- Unexplained podcast logo
- Genre: Non-Fiction, Horror, Sci-Fi, Documentary
- Country of origin: United Kingdom

Creative team
- Created by: Richard MacLean Smith
- Written by: Richard MacLean Smith, Diane Hope, Emma Dibdin, Neil McRobert, James Conor Paterson, Ella MacLeod

Cast and voices
- Hosted by: Richard MacLean Smith

Music
- Theme music composed by: Richard MacLean Smith

Production
- Length: 25-45 minutes

Publication
- Provider: iHeart

Related
- Website: www.unexplainedpodcast.com

= Unexplained (podcast) =

British story-based podcast

Unexplained is a British narrative non-fiction podcast created and hosted by writer and musician Richard MacLean Smith. Launched in 2016, the series explores mysteries, folklore, and alleged paranormal phenomena.

== Content ==
Each episode typically has a duration of 25 to 35 minutes and focuses on a specific mystery or a series of related events. The program utilizes historical records, eyewitness accounts, and academic research to provide context for its subject matter.

== Reception ==
By January 2017 the series had reached #2 on the Apple chart.
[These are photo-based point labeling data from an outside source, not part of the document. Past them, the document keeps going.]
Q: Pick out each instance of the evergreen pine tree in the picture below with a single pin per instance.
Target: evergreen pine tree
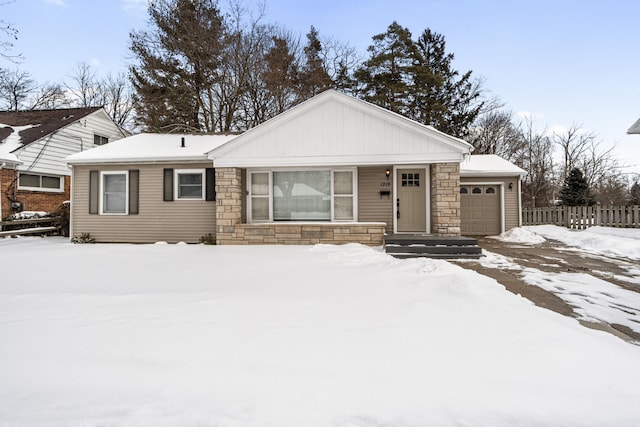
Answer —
(634, 194)
(313, 77)
(417, 80)
(177, 61)
(575, 190)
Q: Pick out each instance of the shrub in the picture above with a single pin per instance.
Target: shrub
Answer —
(207, 239)
(83, 238)
(60, 218)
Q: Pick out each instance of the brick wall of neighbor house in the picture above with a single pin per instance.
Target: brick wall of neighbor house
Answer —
(6, 177)
(445, 199)
(31, 200)
(231, 228)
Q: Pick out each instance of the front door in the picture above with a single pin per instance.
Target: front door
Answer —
(411, 213)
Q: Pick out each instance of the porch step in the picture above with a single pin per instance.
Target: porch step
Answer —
(412, 246)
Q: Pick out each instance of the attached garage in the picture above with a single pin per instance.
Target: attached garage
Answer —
(489, 195)
(480, 209)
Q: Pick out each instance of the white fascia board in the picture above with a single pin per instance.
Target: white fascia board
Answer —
(370, 160)
(122, 160)
(489, 174)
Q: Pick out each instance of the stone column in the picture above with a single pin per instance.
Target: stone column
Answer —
(229, 189)
(445, 199)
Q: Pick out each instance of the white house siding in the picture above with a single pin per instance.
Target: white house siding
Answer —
(510, 203)
(372, 206)
(47, 156)
(175, 221)
(336, 130)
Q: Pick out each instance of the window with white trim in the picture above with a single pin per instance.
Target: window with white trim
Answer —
(302, 195)
(115, 192)
(189, 184)
(100, 140)
(36, 182)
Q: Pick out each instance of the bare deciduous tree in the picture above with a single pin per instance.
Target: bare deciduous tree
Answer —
(495, 133)
(15, 89)
(538, 162)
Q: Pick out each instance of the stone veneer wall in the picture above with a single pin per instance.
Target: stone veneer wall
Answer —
(369, 233)
(445, 199)
(231, 229)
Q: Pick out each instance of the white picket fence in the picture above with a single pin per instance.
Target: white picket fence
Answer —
(580, 217)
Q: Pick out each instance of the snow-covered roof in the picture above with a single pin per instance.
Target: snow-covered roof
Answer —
(150, 147)
(20, 128)
(488, 165)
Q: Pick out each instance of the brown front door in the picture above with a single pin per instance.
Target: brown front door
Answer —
(411, 214)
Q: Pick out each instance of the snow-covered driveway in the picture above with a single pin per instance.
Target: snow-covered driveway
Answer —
(193, 335)
(596, 272)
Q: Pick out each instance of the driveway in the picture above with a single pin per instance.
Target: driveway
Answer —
(555, 257)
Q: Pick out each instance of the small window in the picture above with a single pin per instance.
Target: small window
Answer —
(410, 180)
(33, 182)
(114, 192)
(189, 184)
(100, 140)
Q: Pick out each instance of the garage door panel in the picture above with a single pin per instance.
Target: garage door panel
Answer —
(480, 211)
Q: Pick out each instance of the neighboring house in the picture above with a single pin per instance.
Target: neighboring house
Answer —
(333, 169)
(33, 147)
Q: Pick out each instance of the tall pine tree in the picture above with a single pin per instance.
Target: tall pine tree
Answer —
(313, 76)
(575, 191)
(417, 79)
(177, 62)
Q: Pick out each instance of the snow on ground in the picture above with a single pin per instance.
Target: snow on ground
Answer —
(607, 241)
(594, 299)
(520, 235)
(195, 335)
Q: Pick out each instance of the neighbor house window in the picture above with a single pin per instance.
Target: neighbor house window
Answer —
(189, 184)
(34, 182)
(114, 192)
(100, 140)
(307, 195)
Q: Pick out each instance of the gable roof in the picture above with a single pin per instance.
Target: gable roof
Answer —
(488, 165)
(150, 147)
(20, 128)
(336, 129)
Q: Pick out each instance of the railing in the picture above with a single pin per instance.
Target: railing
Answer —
(580, 217)
(27, 226)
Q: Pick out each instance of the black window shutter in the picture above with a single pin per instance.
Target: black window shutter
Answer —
(168, 185)
(94, 192)
(134, 184)
(211, 184)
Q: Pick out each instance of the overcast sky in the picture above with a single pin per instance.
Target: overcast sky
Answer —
(562, 61)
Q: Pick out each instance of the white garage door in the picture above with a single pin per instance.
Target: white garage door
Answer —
(480, 209)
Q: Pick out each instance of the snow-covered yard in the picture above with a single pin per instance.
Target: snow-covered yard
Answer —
(194, 335)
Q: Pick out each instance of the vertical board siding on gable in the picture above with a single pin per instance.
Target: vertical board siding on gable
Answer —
(372, 207)
(157, 220)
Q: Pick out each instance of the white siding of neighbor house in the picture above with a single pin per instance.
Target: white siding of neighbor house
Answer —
(334, 129)
(372, 207)
(47, 155)
(174, 221)
(510, 204)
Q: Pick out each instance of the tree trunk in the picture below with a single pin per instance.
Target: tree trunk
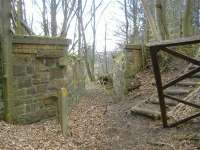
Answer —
(82, 35)
(53, 18)
(126, 19)
(160, 10)
(94, 36)
(151, 20)
(187, 18)
(44, 19)
(6, 46)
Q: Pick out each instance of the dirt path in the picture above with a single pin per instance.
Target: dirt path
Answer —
(98, 122)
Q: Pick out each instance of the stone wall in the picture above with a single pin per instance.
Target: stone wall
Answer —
(38, 74)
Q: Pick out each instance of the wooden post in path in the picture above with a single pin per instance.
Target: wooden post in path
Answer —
(6, 47)
(64, 107)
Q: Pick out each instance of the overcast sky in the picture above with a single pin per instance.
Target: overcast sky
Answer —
(111, 16)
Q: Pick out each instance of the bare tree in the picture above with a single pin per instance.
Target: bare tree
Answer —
(160, 10)
(187, 18)
(45, 22)
(69, 10)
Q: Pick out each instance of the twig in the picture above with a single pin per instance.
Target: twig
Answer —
(161, 144)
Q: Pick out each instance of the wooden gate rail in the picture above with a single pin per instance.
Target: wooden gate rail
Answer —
(168, 47)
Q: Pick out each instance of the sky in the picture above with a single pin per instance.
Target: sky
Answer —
(111, 16)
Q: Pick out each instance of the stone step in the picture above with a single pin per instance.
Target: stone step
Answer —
(197, 75)
(188, 83)
(167, 102)
(155, 115)
(176, 91)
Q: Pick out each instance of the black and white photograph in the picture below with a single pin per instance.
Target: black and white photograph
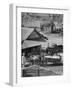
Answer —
(41, 44)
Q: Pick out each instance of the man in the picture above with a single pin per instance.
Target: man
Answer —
(23, 60)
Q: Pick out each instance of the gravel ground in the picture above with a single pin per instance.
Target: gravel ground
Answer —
(43, 71)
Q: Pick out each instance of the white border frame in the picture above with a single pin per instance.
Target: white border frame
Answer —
(15, 47)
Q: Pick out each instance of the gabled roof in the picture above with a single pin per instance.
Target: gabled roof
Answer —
(29, 43)
(25, 32)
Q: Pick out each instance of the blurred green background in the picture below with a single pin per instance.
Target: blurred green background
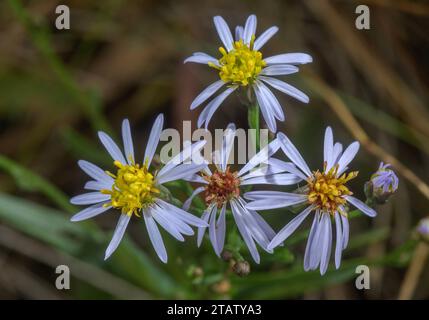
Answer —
(124, 59)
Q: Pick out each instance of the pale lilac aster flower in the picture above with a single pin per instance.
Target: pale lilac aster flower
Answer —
(242, 65)
(325, 194)
(221, 189)
(134, 189)
(385, 179)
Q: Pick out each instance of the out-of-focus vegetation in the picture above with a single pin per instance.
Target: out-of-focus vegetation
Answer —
(124, 59)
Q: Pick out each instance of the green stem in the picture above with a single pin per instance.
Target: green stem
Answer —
(253, 119)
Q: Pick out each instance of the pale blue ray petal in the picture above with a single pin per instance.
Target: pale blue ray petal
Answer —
(347, 156)
(361, 206)
(89, 198)
(128, 141)
(118, 234)
(111, 147)
(153, 141)
(339, 242)
(224, 32)
(201, 57)
(279, 70)
(90, 212)
(155, 237)
(286, 88)
(206, 93)
(237, 214)
(94, 171)
(181, 214)
(262, 156)
(188, 202)
(287, 230)
(166, 224)
(289, 58)
(311, 237)
(249, 29)
(201, 230)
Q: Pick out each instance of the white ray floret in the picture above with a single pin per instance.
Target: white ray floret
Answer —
(325, 195)
(242, 65)
(134, 190)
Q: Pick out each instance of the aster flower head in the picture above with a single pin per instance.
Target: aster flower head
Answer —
(325, 194)
(221, 189)
(135, 189)
(242, 65)
(383, 184)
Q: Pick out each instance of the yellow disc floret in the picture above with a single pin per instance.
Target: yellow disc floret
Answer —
(327, 191)
(133, 189)
(241, 65)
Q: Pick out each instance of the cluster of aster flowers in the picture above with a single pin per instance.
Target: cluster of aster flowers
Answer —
(136, 189)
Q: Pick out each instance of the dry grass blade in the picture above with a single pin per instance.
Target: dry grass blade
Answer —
(375, 70)
(81, 270)
(338, 106)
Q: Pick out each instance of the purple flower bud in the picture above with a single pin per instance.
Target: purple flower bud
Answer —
(384, 180)
(423, 228)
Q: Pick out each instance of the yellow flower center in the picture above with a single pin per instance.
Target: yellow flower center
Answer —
(327, 191)
(221, 187)
(133, 189)
(241, 65)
The series has been generally positively received. The podcast reviewer Find That Pod described it as a “thinking person’s scary podcast”, giving it a rating of 4/5 stars. In 2021, The New York Times recommended the podcast, praising how the show “resists the urge to ham it up”. The Financial Times and The Guardian reviewed the show positively. The series was also included on Apple’s “Best of 2016” year-end list.

== Adaptations ==
In 2018, Richard MacLean Smith published Unexplained: Real-Life Supernatural Stories for Uncertain Times:

- MacLean Smith, Richard (2018). Unexplained: Supernatural Stories for Uncertain Times. Scepter. ISBN 9781473671126.

== Related Podcasts ==
In 2019, MacLean Smith released the choose-your-own-adventure style horror podcast The Forest, inspired by the slavic folkloric character Baba Yaga.